Reputation: 111
I need to do a transformation on a selection of columns of a data frame which has a nested structure. The transformation relies on a function that is already present.
Suppose the data looks as follows
case class A(A: B)
case class B(B: String, C: String, D: Seq[C])
case class C(E: String, F: String)
val df = sc.parallelize(Seq(A(B("b", "c", Seq(C("e1","f1"), C("e2", "f2")))) )).toDF
df.printSchema
root
|-- A: struct (nullable = true)
| |-- B: string (nullable = true)
| |-- C: string (nullable = true)
| |-- D: array (nullable = true)
| | |-- element: struct (containsNull = true)
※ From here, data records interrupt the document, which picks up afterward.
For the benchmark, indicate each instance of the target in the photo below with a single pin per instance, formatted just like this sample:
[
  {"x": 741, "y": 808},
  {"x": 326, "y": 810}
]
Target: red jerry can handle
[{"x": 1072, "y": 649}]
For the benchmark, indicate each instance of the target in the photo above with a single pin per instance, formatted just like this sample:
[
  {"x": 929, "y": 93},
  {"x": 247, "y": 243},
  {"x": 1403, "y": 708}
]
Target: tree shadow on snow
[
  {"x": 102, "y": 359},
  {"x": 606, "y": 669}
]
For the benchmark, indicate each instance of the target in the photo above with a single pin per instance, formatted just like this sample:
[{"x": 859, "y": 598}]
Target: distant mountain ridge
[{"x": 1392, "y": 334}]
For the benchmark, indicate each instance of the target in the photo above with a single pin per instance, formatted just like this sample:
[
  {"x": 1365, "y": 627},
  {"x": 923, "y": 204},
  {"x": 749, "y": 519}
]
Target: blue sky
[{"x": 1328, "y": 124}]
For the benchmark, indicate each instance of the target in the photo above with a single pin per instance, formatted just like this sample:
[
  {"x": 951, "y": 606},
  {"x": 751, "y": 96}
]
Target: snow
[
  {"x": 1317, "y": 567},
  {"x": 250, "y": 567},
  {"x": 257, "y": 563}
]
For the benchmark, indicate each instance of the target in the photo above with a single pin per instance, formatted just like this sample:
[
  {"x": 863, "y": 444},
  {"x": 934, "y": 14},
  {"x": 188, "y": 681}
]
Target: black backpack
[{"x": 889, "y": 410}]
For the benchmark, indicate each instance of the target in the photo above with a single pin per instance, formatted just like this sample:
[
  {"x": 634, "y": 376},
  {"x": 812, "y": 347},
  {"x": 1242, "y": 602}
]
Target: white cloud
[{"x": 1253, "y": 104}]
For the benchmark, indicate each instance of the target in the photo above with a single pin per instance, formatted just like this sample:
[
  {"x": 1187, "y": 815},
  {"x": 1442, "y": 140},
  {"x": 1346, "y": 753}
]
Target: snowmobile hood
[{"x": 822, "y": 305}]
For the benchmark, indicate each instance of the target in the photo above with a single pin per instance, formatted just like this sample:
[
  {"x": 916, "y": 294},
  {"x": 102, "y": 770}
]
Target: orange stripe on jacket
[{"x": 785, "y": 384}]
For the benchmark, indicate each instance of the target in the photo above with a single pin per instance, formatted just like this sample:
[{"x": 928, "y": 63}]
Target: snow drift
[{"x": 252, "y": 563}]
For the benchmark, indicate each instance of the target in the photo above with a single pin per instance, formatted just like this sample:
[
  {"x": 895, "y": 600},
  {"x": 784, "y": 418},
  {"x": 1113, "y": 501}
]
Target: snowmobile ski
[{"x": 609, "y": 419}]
| | | |-- E: string (nullable = true)
| | | |-- F: string (nullable = true)
and suppose the transformation is turning a string to its upper case
val upper: String => String = _.toUpperCase
val upperUDF = udf(upper)
Here I found an approach that partially solves my problem. Applying the code given there
def mutate(df: DataFrame, fn: Column => Column): DataFrame = {
// Get a projection with fields mutated by `fn` and select it
// out of the original frame with the schema reassigned to the original
// frame (explained later)
df.sqlContext.createDataFrame(df.select(traverse(df.schema, fn):_*).rdd, df.schema)
}
def traverse(schema: StructType, fn: Column => Column, path: String = ""): Array[Column] = {
schema.fields.map(f => {
f.dataType match {
case s: StructType => struct(traverse(s, fn, path + f.name + "."): _*)
case _ => fn(col(path + f.name))
}
})
}
the following works fine for me
val df2 = mutate(df, c => if (c.toString == "A.B" || c.toString == "A.C") upperUDF(c) else c)
However, when it comes to the transformation of the columns of the nested array D it fails without error.
val df3 = mutate(df, c => if (c.toString == "A.D.F") upperUDF(c) else c)
What is going wrong here? How can I transform columns of a nested array as described above?
Upvotes: 0
Views: 1144